A Praça do Ferreira é rodeada ainda hoje, por várias construções que marcaram época em Fortaleza, como o Palacete Ceará, a Farmácia Oswaldo Cruz, a lanchonete Leão do Sul, o Cine São Luiz, o Edifício Sudamérica, e os hotéis Savanah e Excelsior Hotel (primeiro grande hotel de Fortaleza, construído onde ficava o famoso Café Riche).

Até meados do século XIX, a Praça do Ferreira era só um areial. Um areial com um cacimbão no centro, algumas mongubeiras, pés de castanhola. Nos cantos do terreno, marcos de pedra para amarrar jumentos dos cargueiros ambulantes que vinham do interior. Nesse tempo, o areial era chamado de "Feira Nova" por abrigar uma feira movimentada.

Lado noroeste da Praça, onde vemos a esquina da Rua Guilherme Rocha com Major Facundo. O sobrado de cor amarelado situado na esquina, foi a primeira construção de três pavimentos de Fortaleza, ficando onde posteriormente seria construído o Excelsior Hotel. (Cartão colorizado de 1925)

Em 1842, a Praça, então denominada de Dom Pedro II, foi construída por Antônio Rodrigues Ferreira (Boticário Ferreira), então presidente da Câmara. Ele instalou uma botica na Rua da Palma, hoje Rua Major Facundo.
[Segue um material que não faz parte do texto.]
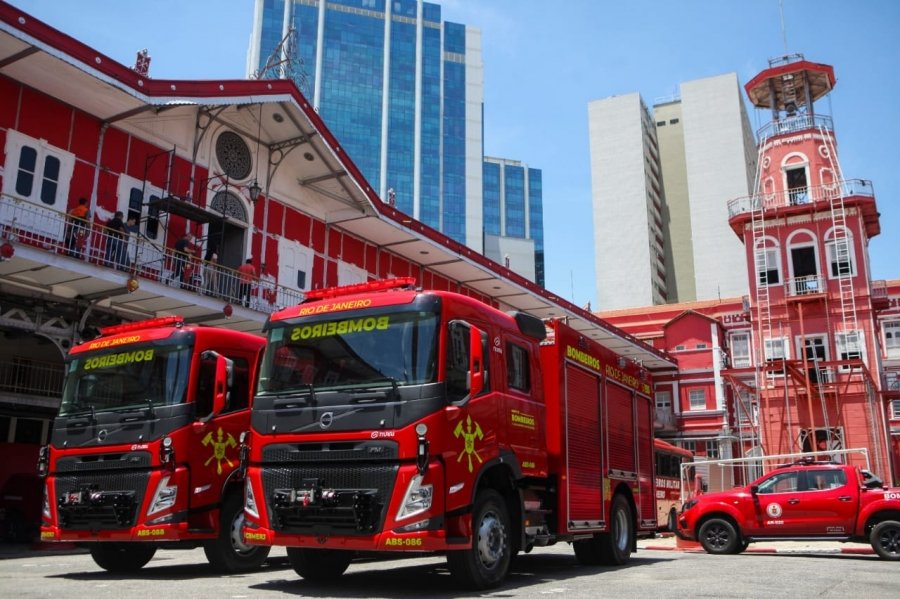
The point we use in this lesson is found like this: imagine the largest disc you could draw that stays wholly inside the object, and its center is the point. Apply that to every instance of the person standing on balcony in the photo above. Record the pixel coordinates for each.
(183, 247)
(76, 231)
(211, 272)
(247, 275)
(115, 242)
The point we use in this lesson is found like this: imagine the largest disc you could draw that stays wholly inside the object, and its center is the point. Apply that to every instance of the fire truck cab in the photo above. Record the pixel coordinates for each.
(395, 419)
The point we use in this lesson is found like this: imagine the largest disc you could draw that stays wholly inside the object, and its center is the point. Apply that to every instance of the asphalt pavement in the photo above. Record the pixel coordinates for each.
(664, 542)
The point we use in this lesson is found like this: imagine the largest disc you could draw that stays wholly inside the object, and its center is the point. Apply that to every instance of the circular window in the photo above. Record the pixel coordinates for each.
(233, 155)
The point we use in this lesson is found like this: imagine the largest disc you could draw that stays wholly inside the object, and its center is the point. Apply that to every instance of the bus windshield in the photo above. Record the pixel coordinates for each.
(351, 349)
(126, 378)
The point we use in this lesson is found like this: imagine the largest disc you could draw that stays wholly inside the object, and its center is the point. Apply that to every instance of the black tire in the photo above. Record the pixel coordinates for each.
(611, 548)
(319, 564)
(885, 539)
(671, 523)
(719, 537)
(122, 557)
(229, 553)
(741, 546)
(484, 565)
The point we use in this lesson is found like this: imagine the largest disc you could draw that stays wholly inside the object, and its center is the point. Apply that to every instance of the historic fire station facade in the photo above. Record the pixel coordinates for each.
(810, 360)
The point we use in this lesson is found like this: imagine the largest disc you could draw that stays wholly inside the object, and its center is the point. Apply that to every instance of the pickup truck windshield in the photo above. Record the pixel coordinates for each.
(351, 349)
(129, 377)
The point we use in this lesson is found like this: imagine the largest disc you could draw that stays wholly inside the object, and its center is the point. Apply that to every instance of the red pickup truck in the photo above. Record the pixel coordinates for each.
(806, 500)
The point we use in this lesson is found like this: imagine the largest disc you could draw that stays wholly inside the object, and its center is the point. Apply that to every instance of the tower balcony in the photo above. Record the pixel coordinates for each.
(794, 124)
(800, 200)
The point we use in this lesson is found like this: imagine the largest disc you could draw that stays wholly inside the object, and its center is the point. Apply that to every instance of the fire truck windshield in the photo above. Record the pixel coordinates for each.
(351, 349)
(129, 377)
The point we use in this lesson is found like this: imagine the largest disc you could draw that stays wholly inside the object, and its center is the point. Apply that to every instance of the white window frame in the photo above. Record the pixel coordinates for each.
(843, 352)
(773, 258)
(815, 342)
(15, 142)
(740, 359)
(772, 354)
(664, 400)
(830, 258)
(692, 395)
(891, 333)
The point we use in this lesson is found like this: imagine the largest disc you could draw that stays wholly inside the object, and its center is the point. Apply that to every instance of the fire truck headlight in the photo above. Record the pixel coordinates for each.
(164, 498)
(417, 498)
(250, 500)
(45, 507)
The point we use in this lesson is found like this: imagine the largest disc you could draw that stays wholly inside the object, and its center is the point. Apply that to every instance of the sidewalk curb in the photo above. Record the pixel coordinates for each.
(796, 550)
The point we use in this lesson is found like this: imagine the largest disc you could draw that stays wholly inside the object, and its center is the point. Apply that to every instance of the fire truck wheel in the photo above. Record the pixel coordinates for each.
(885, 539)
(485, 563)
(122, 557)
(319, 564)
(718, 536)
(229, 552)
(614, 547)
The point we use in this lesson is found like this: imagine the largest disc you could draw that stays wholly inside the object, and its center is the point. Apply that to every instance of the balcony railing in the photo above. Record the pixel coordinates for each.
(31, 378)
(24, 222)
(808, 285)
(794, 124)
(799, 196)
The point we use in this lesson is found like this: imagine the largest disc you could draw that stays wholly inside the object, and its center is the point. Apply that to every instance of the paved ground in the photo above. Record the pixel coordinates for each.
(670, 543)
(662, 543)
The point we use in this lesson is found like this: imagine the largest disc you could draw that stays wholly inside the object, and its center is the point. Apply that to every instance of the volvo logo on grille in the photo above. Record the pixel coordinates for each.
(326, 419)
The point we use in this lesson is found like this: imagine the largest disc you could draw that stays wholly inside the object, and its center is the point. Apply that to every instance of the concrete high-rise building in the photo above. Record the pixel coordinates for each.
(514, 217)
(400, 88)
(661, 182)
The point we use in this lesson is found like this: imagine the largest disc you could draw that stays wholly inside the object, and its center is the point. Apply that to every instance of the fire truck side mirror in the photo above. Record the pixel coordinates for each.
(476, 362)
(222, 377)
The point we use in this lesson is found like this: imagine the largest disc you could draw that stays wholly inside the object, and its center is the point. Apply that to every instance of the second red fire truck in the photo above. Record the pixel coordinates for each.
(394, 419)
(144, 450)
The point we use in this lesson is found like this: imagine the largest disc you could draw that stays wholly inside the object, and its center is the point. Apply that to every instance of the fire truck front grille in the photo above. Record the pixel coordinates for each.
(105, 461)
(100, 500)
(335, 498)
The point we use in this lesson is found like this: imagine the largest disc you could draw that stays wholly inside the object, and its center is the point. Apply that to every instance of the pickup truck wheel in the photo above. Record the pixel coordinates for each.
(718, 537)
(485, 563)
(122, 557)
(885, 539)
(229, 553)
(741, 546)
(319, 564)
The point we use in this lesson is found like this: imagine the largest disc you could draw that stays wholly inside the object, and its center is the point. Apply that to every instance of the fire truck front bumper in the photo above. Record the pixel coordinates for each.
(424, 540)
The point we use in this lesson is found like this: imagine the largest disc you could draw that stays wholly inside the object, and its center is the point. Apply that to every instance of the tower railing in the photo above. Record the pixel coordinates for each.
(798, 196)
(793, 124)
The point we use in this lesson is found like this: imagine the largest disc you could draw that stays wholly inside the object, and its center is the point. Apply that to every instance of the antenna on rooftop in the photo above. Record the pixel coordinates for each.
(783, 28)
(285, 63)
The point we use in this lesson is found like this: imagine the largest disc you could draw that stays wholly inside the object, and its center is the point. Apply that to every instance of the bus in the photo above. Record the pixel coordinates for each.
(668, 481)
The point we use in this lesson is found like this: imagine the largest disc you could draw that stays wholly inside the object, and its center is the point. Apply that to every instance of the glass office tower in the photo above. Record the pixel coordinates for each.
(401, 89)
(514, 217)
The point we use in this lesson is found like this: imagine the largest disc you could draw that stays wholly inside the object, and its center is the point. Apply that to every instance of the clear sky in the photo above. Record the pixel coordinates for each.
(544, 60)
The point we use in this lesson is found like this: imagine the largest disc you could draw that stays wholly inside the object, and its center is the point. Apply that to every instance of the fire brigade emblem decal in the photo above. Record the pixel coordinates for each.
(469, 435)
(219, 446)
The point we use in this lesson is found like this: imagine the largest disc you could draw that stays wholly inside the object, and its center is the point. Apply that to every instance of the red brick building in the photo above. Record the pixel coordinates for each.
(810, 359)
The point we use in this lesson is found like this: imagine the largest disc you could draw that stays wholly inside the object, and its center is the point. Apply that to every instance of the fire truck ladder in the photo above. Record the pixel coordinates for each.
(843, 267)
(761, 267)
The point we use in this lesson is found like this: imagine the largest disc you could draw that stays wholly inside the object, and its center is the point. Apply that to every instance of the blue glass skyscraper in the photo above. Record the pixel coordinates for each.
(514, 217)
(402, 91)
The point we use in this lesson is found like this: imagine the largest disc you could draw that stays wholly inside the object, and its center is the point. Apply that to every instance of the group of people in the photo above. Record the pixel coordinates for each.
(210, 280)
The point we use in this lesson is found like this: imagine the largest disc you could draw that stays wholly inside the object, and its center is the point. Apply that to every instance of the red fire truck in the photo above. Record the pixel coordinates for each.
(394, 419)
(144, 450)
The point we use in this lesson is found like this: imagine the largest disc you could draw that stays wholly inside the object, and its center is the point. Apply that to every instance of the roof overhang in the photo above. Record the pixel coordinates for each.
(313, 167)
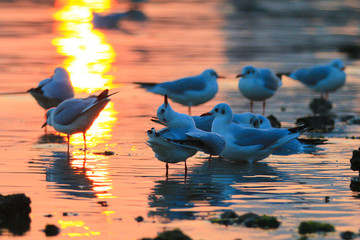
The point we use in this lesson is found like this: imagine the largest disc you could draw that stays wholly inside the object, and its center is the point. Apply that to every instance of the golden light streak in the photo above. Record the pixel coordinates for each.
(88, 59)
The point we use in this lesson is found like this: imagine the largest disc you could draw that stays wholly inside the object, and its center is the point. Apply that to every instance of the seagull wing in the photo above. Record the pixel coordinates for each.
(180, 86)
(311, 76)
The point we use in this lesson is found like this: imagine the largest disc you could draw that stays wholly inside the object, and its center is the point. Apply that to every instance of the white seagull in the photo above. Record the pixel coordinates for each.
(248, 144)
(52, 91)
(182, 131)
(76, 115)
(258, 84)
(190, 91)
(322, 78)
(204, 121)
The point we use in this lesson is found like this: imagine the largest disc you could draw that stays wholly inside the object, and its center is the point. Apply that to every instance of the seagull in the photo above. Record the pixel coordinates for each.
(204, 121)
(166, 150)
(258, 84)
(322, 78)
(52, 91)
(76, 115)
(248, 144)
(189, 91)
(181, 131)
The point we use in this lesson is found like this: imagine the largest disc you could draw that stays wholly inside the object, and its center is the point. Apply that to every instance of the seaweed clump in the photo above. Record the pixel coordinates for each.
(14, 213)
(314, 227)
(250, 220)
(175, 234)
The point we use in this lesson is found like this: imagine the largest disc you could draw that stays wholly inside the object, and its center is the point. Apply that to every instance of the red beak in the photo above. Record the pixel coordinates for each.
(206, 114)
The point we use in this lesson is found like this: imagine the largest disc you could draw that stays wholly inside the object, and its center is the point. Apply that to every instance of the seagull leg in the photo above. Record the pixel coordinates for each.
(68, 151)
(167, 170)
(84, 135)
(264, 104)
(185, 169)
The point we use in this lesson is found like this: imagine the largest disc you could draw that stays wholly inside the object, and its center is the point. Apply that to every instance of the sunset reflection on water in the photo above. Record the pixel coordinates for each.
(88, 59)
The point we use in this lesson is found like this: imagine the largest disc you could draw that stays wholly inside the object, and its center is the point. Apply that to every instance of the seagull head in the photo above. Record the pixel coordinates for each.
(48, 117)
(211, 74)
(172, 118)
(248, 72)
(337, 63)
(222, 111)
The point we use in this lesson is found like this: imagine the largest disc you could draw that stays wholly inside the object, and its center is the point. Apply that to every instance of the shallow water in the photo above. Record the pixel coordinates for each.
(179, 39)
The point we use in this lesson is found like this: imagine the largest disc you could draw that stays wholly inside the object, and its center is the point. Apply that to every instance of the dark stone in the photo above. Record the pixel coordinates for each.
(314, 227)
(351, 50)
(51, 230)
(320, 106)
(14, 213)
(103, 203)
(139, 219)
(355, 184)
(175, 234)
(348, 235)
(317, 123)
(355, 160)
(274, 121)
(228, 214)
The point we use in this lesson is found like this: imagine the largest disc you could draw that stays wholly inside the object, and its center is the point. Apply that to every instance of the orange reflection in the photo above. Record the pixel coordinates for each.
(88, 61)
(89, 55)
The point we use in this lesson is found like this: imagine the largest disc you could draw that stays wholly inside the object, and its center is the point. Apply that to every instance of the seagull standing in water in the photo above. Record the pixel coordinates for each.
(258, 84)
(76, 115)
(190, 91)
(181, 133)
(248, 144)
(52, 91)
(322, 78)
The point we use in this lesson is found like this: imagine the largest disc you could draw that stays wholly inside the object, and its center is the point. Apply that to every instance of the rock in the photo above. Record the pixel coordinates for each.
(317, 123)
(51, 230)
(175, 234)
(250, 220)
(355, 184)
(139, 219)
(103, 203)
(351, 50)
(14, 213)
(355, 160)
(348, 235)
(274, 121)
(314, 227)
(320, 106)
(228, 214)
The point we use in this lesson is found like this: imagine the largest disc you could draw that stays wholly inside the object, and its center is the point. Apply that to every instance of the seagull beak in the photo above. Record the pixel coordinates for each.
(166, 101)
(206, 114)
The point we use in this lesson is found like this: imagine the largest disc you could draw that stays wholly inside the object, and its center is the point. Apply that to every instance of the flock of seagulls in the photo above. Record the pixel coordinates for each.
(239, 137)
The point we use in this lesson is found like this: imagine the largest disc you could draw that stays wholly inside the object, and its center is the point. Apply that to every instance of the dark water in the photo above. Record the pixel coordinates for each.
(178, 39)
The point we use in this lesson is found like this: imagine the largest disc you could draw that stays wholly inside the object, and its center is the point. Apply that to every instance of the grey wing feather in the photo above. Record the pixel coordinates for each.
(311, 76)
(253, 136)
(70, 109)
(180, 86)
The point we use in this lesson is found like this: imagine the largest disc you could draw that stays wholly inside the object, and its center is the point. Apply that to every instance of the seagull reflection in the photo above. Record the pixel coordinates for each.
(212, 184)
(68, 179)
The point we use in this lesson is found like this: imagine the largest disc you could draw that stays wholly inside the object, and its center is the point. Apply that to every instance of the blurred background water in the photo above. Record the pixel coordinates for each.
(166, 40)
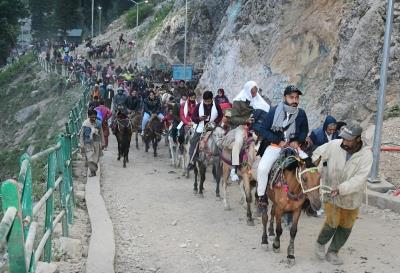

Sua botica, conhecida "Botica do Ferreira", ficou bastante conhecida, chegando a ser ponto de referencia e ponto de encontro na praça. O Ferreira e sua botica tornaram-se tão célebres, que por volta de 1871, a praça passou a ser chamada de "Praça do Ferreira".

Em 1886, quando a praça ainda era um areial com um cacimbão no meio, foi construído o primeiro café-quiosque da praça: Café Java. Depois chegara os outros três: Iracema, Café do Comércio e Café Elegante - um em cada canto da Praça. Um quinto quiosque servia de posto de fiscalização da companhia de luz.

No centro do passeio foi colocado um catavento sobre a cacimba gradeada, com uma imensa caixa d’água pintada de roxo. O centro onde ficava o jardim era cercado por grades de ferro. Havia 4 fileiras de bancos de taliscas verdes.

Praça do Ferreira em registro de 1930, com visão para o Palacete Ceará, que resiste até os dias de hoje

Em 1902, o intendente Guilherme Rocha mandou fechar o cacimbão e em seu lugar, fez um jardim, o "Jardim 7 de Setembro". Em 1920 o prefeito Godofredo Maciel ladrilhou o areial, demoliu os quatro cafés, e derrubou o famoso "Cajueiro da Potoca" - onde se fazia anualmente a eleição do maior mentiroso de Fortaleza. O mesmo Godofredo Maciel, em 1925 construiu um coreto no centro da praça.